We also studied how phage can evolve to overcome CRISPR resistance. We found that some phage that encode so-called Anti-CRISPR genes can infect bacteria with CRISPR-Cas Immunity, but only if they work together. We found that this is needed because bacteria with CRISPR-Cas resistance are still partially immune to Acr-encoding phage. As a consequence, Acr-phages often need to cooperate in order to overcome CRISPR resistance, with a first phage blocking the host CRISPR-Cas im- mune system to allow a second Acr-phage to successfully replicate. This cooperation leads to epidemiological tipping points in which the initial density of Acr-phage tips the balance from phage extinction to a phage epidemic. Furthermore, both higher levels of CRISPR-Cas immunity and weaker Acr activities shift the tipping points toward higher initial phage densities. Collectively, these data help elucidate how interactions between phage-encoded immune suppressors and the CRISPR systems they target shape bacteria-phage population dynamics. However, this cooperative behaviour of phages may also affect the ability of other phages in the environment to survive. We have studied this process, and indeed found that the Anti-CRISPR phages can greatly influence survival of other phages. Such information can help to design more effective phage cocktails for therapeutic use.
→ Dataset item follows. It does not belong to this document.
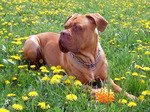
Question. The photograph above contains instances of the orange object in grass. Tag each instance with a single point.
(105, 96)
During the remainder of this project we will continue to use an experimental evolution approach to identify ecological drivers of different immune strategies. We will also explore how plasmids and plasmid-like phages impact resistance evolution, using a combination of theory (Westra, Levin, in prep) and experiments. Furthermore, we have now developed all the tools and acquired relevant metagenomic datasets to examine the ecological drivers of CRISPR immune systems in natural ecosystems. This will enable us to examine how ecological variables correlate with CRISPR abundance, using a range of statistical methods. Next, we plan to generate tools to detect abundances of other immune systems in these metagenomes. These observational studies will be complemented with mesocosm experiments to examine the evolution of immune mechanisms and co-evolutionary dynamics in a semi-real environment. We are in the process of setting up infection experiments in soils.